David Vallejo was walking through the halls of Montenegro High School. It was a Friday morning, and the four-minute warning bell had just rung. He was heading to his first class of the day, “Advanced Placement” World History, though not with any particular enthusiasm. He loved the study of history, but the way that subject was “taught” by Mr. Richard Pinguino somehow sucked most of the joy out of it for him.
When he entered the room he noticed a palpable distress written on the faces of his classmates. Some of them were in a state of outright panic. David remembered immediately that there was a test scheduled today. It was to be their last regular test of the year before finals and the dreaded “AP” test itself. Except this one wasn’t quite a regular test. Since the remaining days of the year were rapidly dwindling and there was much material still to be learned, Mr. Pinguino had made the decision to roll three chapters into one exam.

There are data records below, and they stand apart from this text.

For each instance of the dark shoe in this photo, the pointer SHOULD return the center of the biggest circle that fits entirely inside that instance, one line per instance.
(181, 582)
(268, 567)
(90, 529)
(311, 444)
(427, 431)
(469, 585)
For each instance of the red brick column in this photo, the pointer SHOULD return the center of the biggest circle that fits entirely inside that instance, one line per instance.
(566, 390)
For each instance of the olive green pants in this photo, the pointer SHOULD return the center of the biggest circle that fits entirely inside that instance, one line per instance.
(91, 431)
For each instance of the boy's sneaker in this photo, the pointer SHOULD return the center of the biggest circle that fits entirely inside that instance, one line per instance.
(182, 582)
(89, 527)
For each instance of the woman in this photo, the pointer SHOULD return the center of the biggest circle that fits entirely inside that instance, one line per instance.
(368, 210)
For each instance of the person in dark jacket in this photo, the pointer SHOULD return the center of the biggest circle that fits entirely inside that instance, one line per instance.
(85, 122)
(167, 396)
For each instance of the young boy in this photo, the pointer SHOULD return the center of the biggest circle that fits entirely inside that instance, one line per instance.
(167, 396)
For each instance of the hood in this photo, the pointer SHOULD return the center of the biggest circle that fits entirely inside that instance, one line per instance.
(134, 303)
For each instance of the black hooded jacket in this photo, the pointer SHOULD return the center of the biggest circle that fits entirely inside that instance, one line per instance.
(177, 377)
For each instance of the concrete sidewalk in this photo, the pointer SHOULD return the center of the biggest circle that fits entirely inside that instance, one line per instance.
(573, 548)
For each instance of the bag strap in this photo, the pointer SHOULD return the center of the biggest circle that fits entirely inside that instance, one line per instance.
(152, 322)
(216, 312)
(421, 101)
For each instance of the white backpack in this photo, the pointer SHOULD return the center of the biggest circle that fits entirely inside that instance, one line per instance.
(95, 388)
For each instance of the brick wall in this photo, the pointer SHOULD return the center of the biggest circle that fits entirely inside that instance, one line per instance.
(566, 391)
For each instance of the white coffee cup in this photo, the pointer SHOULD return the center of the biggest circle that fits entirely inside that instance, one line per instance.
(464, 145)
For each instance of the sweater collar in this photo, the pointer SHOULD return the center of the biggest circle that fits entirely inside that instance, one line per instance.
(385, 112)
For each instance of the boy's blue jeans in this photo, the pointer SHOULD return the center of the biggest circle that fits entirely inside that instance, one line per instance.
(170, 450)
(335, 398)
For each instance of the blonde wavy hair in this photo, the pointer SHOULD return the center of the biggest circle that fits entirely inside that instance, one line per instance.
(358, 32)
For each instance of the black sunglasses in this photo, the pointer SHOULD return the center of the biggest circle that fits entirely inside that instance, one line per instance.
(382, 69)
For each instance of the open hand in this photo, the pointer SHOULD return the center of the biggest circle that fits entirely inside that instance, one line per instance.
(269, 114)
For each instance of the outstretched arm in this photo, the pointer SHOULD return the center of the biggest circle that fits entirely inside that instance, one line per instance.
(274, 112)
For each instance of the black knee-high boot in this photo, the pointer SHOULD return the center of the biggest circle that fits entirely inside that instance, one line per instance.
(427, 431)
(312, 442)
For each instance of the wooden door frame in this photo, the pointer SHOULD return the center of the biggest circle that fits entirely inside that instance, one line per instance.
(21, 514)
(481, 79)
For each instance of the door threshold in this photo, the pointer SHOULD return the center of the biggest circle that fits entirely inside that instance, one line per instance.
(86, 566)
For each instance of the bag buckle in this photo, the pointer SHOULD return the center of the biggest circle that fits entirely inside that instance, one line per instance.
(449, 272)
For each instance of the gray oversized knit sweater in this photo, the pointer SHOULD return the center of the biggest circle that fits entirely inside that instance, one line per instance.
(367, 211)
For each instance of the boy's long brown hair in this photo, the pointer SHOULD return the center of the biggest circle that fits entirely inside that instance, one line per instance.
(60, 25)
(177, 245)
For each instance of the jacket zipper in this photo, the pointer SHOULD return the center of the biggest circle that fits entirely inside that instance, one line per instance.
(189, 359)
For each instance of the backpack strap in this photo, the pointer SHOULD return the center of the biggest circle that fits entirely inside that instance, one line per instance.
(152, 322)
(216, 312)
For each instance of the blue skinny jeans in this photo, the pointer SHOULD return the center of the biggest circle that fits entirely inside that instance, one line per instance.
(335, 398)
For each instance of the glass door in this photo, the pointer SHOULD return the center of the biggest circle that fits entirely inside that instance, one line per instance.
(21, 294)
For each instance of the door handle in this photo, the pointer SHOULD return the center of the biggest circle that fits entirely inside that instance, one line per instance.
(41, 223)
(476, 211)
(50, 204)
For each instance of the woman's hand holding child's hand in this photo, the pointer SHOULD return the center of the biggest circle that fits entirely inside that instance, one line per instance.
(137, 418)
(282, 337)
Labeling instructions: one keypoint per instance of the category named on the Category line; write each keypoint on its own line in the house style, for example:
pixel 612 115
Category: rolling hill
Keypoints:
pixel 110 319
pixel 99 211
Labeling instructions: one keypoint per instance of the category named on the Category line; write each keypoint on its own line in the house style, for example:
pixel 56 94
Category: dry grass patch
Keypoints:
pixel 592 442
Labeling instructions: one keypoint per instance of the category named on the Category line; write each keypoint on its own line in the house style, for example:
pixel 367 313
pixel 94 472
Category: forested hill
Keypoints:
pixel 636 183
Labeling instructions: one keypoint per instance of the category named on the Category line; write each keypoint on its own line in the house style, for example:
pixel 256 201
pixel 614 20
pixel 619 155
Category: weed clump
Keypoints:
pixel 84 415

Most of his classmates were anguished by this decision, but to David it made no difference. He never really took notes in this class (or any other). He didn’t study for tests and he did as little homework as possible. Nevertheless, he never had any problems memorizing the material in a class that nearly everyone else found torturously complex. His brain was just built differently it seemed.
Many of his illustrious colleague were doing some last minute cramming, a regular practice of theirs which he considered futile and even slightly pathetic. “If you don’t know it by now, you’ll never know it.” he declared on the way to his desk.
“Shut up David.” was one of the more polite responses he received.
As he looked around the room he noticed there was one important thing missing: Mr. Pinguino himself. As the bell rang indicating classes had officially begun, chatter broke out among the students, discussing of course why their teacher wasn’t there.
A few minutes into this process, two adults entered the room: Mr. Clemenza, a generic enforcer of rules at Montenegro whose specific job title was unknown to David, and Mr. Pezgato, the school’s semi-official substitute teacher.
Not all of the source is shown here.